Für Orte des innigen Verabschiedens
Gedanken über eine verloren gegangene Kultur und Typologie.
Emil Finn Jung
Sich oder etwas verabschieden scheint – mir jedenfalls – keine gegenwärtige Praxis zu sein. Es fängt beim unbewussten Wegwerfen verschiedener Produkte an. Nimmt hässliche Formen im Abriss verschiedenster Bauwerke und kulturellem Erbe an (meist um darauf ein generisches, profitmaximierendes Etwas zu setzen). Oder zeigt sich im, aus diversen und sicherlich auch guten Gründen, Aus-dem-Leben-Stoßen (ehemals) befreundeter Personen. Tschüss! Nein, wir halten nicht inne, wir überlegen nicht zweimal… und schauen dann auch nicht zurück, nachdem wir uns getrennt haben. Ein Raum, der symptomatisch dafür steht und in seiner Gestaltung vielleicht zum gesellschaftlichen Nicht-Verabschieden beiträgt, ist die Konfiguration aus hektischen Individuen, wirren Rufen und Durchsagen, Rolltreppen, zugigen Plattformen, defensiven Architekturen und dutzenden Fast-Food-Geschäften, die wir gemeinhin Bahnhof nennen.

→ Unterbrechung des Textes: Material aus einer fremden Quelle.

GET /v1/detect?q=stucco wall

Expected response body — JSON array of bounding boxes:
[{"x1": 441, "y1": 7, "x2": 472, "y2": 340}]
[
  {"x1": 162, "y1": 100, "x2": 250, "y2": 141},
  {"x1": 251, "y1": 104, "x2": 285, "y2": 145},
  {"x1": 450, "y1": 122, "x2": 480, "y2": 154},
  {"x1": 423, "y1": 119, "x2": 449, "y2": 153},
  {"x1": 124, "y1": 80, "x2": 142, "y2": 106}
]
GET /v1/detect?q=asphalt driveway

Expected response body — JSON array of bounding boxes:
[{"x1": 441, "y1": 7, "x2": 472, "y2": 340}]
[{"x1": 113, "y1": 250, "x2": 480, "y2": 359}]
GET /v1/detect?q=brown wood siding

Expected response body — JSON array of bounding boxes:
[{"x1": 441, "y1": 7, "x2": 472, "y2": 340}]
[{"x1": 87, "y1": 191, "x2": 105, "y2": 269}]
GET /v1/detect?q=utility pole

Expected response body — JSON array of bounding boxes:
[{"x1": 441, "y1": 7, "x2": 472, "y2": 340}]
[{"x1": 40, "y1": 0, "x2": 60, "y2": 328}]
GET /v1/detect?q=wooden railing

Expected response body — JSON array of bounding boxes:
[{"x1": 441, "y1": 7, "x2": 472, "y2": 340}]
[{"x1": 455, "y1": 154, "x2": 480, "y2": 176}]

Wie unglaublich aufenthalts- und somit menschenunfreundlich der Berliner Hauptbahnhof ist, fällt mir jedes Mal aufs Neue auf, wenn ich das Pech habe dort ein- oder aussteigen zu müssen. Da sind diese langsamen Aufzüge, die für Kinderwägen oder Rollstühle sehr klein sind und bei denen ich genau aufpassen muss, dass sie mich nicht auf ein falsches Gleis bringen. Da sind die wenigen Toiletten, die ernsthaft einen (!) Euro kosten und die Unübersichtlichkeit bzw. schlechte Beschilderung und Wegeleitung des Bahnhofs. Nicht zuletzt beseitigen die wenigen Sitzgelegenheiten jeden letzten Willen, sich hier aufzuhalten. Im rauen Berliner Winter zieht es ordentlich über die schmalen Gleise, sodass mensch sich selbst bei kurzen Verspätungszeiten nicht selten eine Erkältung einfängt. Dass das natürlich der Plan der Architekt*innen und Projektentwickler*innen war, ist kein Geheimnis. Schließlich sollen sich die Reisenden möglichst schnell in eines der muffig riechenden Geschäfte begeben. Obdach- und wohnungslose Menschen werden u.a. durch abweisende Sitzbänke vom Schlafen am Hauptbahnhof komplett abgehalten. Ohne ihn komplett denunzieren zu wollen, trifft wohl Marc Augés Nicht-Ort auf den 2006 eröffneten Hauptbahnhof zu.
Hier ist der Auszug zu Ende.